Risks and Assumptions
-
A risk of allowing
jcmd
to be used post-mortem is that core dumps containing sensitive information may be transferred to insecure environments for analysis. However, this is no different than existing troubleshooting efforts, so there is no new security risk. -
We assume that the post-mortem environment contains the JVM binary in use at the time of the crash. This assumption is reasonable because access to exact binaries is standard in troubleshooting, for reproducibility.
-
The set of
jcmd
commands usable with a revived process is configured when the JVM is built. We assume this is acceptable because the standard build configuration includes corejcmd
commands that are widely applicable and well known. Additional commands that act on a revived process can be created for specific requirements and incorporated into the JVM via the JDK build process.
Future Work
We plan to support post-mortem troubleshooting with jcmd
on MacOS, in addition to Linux and Windows.
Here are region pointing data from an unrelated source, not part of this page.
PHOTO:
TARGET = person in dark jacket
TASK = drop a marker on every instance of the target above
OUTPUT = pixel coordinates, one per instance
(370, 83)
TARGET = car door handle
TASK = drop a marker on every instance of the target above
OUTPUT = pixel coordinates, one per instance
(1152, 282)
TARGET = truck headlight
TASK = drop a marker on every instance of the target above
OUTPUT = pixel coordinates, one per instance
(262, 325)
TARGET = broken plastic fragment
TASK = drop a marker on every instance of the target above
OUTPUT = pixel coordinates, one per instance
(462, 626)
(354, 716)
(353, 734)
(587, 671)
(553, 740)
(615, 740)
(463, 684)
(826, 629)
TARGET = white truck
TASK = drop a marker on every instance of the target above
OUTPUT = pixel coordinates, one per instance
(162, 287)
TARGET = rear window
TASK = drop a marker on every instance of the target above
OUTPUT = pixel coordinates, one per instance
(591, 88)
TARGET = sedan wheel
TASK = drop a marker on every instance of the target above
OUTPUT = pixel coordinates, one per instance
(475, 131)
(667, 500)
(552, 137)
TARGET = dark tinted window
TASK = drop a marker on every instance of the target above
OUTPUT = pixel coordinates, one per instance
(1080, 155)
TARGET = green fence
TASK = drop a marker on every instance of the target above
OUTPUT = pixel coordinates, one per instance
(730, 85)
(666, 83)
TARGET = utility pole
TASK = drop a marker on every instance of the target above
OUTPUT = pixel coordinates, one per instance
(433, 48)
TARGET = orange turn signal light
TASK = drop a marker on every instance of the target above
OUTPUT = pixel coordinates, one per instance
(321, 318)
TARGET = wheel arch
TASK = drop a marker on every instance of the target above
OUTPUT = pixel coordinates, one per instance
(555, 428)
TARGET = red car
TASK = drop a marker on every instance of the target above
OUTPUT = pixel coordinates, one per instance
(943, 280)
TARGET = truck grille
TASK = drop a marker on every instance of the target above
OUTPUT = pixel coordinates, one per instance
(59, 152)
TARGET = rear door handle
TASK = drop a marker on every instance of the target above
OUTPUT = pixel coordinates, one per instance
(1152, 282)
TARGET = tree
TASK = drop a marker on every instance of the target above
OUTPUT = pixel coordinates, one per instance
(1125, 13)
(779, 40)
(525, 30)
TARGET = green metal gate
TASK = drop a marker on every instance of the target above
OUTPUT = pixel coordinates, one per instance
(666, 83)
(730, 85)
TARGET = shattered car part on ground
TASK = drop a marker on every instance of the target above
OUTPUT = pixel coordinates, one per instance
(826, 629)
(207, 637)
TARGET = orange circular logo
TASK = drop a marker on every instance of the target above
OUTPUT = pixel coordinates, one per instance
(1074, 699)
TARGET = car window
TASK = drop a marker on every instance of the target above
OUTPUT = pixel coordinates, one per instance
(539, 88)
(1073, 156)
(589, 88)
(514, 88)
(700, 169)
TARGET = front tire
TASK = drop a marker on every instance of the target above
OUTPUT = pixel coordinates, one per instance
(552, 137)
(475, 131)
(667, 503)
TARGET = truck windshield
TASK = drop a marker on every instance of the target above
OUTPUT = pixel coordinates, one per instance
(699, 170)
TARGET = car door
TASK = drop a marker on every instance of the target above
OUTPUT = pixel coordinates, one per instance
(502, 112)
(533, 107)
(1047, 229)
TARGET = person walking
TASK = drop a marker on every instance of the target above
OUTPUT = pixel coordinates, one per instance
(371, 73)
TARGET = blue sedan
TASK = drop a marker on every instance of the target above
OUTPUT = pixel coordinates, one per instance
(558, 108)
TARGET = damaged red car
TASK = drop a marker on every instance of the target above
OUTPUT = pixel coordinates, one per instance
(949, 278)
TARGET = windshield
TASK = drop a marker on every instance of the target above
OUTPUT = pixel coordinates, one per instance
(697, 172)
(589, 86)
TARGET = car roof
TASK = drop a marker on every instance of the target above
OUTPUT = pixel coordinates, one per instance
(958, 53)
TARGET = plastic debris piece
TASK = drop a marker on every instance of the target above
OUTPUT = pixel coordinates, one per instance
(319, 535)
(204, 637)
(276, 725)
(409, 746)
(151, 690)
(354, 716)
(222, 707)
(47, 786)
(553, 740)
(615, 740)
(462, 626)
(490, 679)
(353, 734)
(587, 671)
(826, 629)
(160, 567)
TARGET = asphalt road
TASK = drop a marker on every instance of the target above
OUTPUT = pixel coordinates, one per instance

We expect to make further enhancements to jcmd
to aid troubleshooting in both live and post-mortem environments. Two examples are new commands for inspecting arbitrary Java objects and extracting a Java class definition ("class dumping"). We also expect to enhance some existing commands, e.g., VM.uptime
, to work in both environments.
Some existing commands are implemented in Java rather than in native code. This means they are not compatible with process revival and cannot be used in post-mortem environments. An example is Thread.dump_to_file
, which outputs a list of virtual threads in JSON format. However, these commands tend to be of greatest value in live environments, so it is not critical to make them work in post-mortem environments. In future, the developers of new commands will need to consider the possibility of post-mortem execution when choosing the implementation language.